Headless Services are common for stateful systems because clients may need to know individual backend identities.

For a StatefulSet named postgres with a headless Service named postgres, Pods can have stable DNS names such as:

postgres-0.postgres.database.svc.cluster.local
postgres-1.postgres.database.svc.cluster.local
postgres-2.postgres.database.svc.cluster.local

This matters for:

database replication;
quorum systems;
broker clusters;
sharded systems;
systems where identity is part of the protocol.

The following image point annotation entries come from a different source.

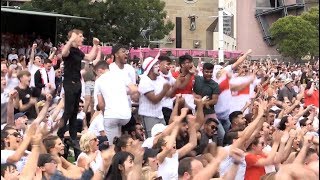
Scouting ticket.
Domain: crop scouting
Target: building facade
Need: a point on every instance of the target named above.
(230, 27)
(254, 18)
(193, 26)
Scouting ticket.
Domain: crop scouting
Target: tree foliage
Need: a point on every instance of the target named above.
(294, 37)
(313, 17)
(115, 21)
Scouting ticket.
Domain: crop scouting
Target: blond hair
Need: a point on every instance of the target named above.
(85, 141)
(77, 31)
(148, 174)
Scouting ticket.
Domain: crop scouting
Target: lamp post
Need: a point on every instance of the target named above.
(220, 16)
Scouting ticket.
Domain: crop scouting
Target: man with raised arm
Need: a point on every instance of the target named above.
(72, 57)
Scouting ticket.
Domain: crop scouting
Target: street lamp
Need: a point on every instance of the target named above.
(222, 13)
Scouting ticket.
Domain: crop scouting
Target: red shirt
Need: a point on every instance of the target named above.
(189, 86)
(254, 172)
(313, 99)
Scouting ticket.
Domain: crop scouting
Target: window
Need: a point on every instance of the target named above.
(190, 1)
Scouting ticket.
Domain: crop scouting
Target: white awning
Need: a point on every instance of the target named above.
(37, 13)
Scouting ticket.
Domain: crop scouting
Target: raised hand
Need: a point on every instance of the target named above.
(166, 86)
(13, 94)
(96, 41)
(31, 130)
(237, 155)
(34, 46)
(249, 51)
(308, 140)
(285, 137)
(292, 133)
(277, 136)
(73, 37)
(48, 97)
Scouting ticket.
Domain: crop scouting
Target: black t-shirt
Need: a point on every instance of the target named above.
(72, 65)
(24, 96)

Headless Service means Kubernetes is not providing the same virtual-IP load balancing abstraction. Clients may receive backend records and make their own selection.

Use it intentionally.

10. NodePort Service

A NodePort exposes a port on each node.

apiVersion: v1
kind: Service
metadata:
  name: legacy-web
spec:
  type: NodePort
  selector:
    app.kubernetes.io/name: legacy-web
  ports:
    - name: http
      port: 80
      targetPort: http
      nodePort: 30080

Clients outside the cluster can connect to:

NODE_IP:30080

This is rarely the best high-level deployment model for modern production traffic.

It can be useful when:

building simple lab environments;
integrating with external load balancers;
exposing traffic in bare-metal clusters;
debugging specific network paths.

But direct NodePort exposure creates operational issues:

every node becomes part of the exposure surface;
firewall policy must be managed carefully;
node lifecycle affects external routing;
TLS and host/path routing are not handled by NodePort itself;
cloud-provider load balancer integration is usually more appropriate.

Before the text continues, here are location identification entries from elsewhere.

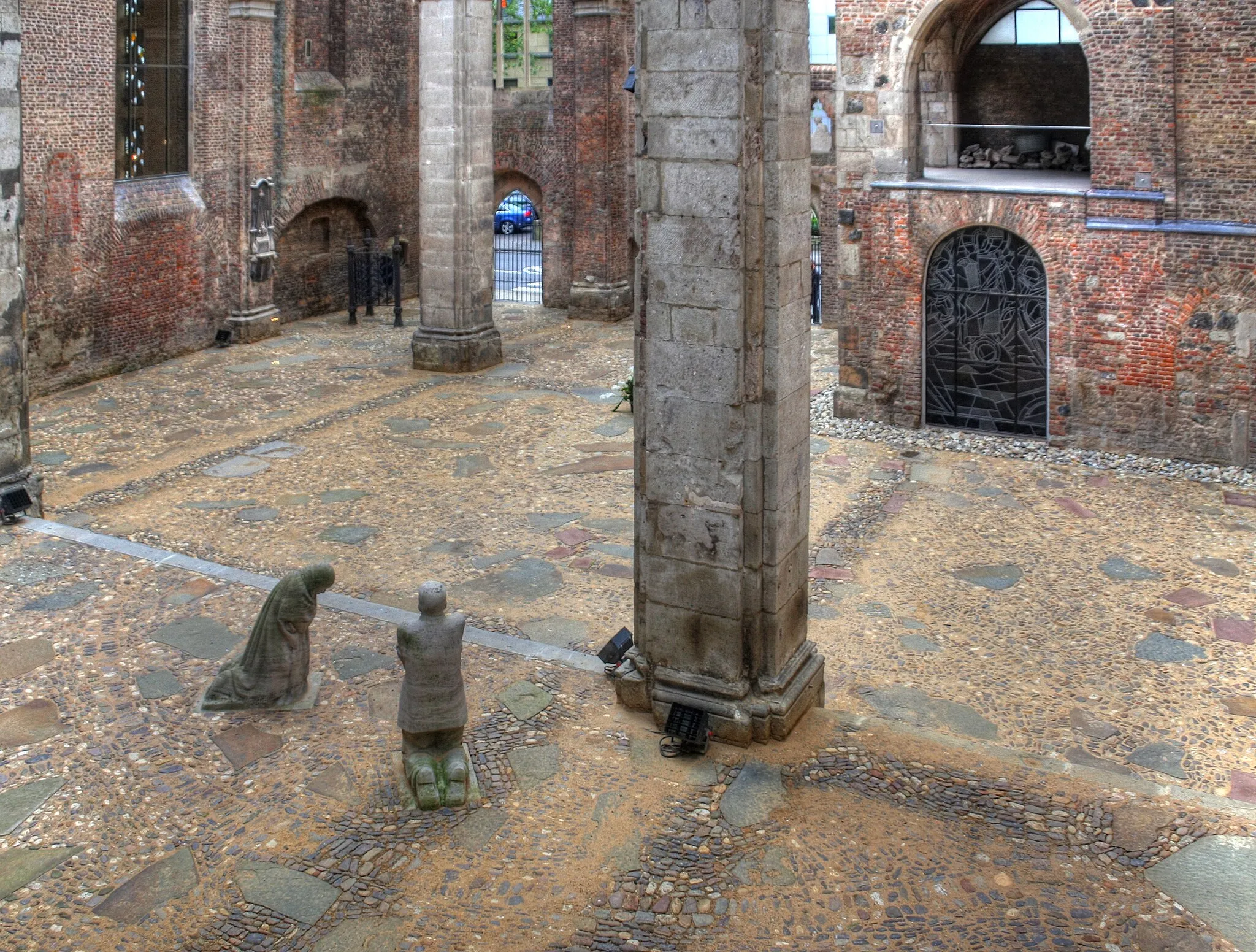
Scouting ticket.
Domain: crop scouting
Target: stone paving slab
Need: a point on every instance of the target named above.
(373, 934)
(335, 783)
(19, 803)
(526, 700)
(1216, 880)
(197, 636)
(29, 724)
(151, 888)
(24, 656)
(156, 685)
(245, 745)
(533, 766)
(297, 896)
(752, 797)
(19, 867)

Treat NodePort as a low-level primitive, not a complete ingress strategy.

11. LoadBalancer Service

A LoadBalancer Service asks the infrastructure integration to provision an external or internal load balancer.

apiVersion: v1
kind: Service
metadata:
  name: public-api
spec:
  type: LoadBalancer
  selector:
    app.kubernetes.io/name: public-api
  ports:
    - name: http
      port: 80
      targetPort: http

This is simple and useful, but has trade-offs.

Benefit	Cost
Easy external exposure	Can create one load balancer per Service.
Cloud-provider integration	Provider behavior differs.
Works for TCP/UDP	HTTP routing, TLS, auth, rate limits may require extra layers.
Good for dedicated service endpoints	Not ideal for many host/path routes.

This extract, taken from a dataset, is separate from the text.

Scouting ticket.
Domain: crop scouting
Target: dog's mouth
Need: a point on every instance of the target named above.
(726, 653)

For HTTP applications, Ingress or Gateway API usually provides better routing abstraction.

For non-HTTP protocols, LoadBalancer Service may be appropriate, or Gateway API TCP/UDP routes may be better depending on implementation support.

12. ExternalName Service

An ExternalName Service maps a Kubernetes service name to an external DNS name.

apiVersion: v1
kind: Service
metadata:
  name: fraud-provider
  namespace: payments
spec:
  type: ExternalName
  externalName: api.fraud-provider.example.com

This allows applications to use a cluster-local name such as:

fraud-provider.payments.svc.cluster.local

while resolving to an external DNS target.

Use cases:

stable internal naming for external dependencies;
migrating an external service into the cluster later;
abstracting third-party endpoints.

Cautions:

no Kubernetes readiness semantics for external backend health;
no Pod endpoint membership;
DNS behavior may surprise HTTP clients if host headers, TLS SNI, or certificates expect the external name;
observability and policy may be less direct than with in-cluster Services.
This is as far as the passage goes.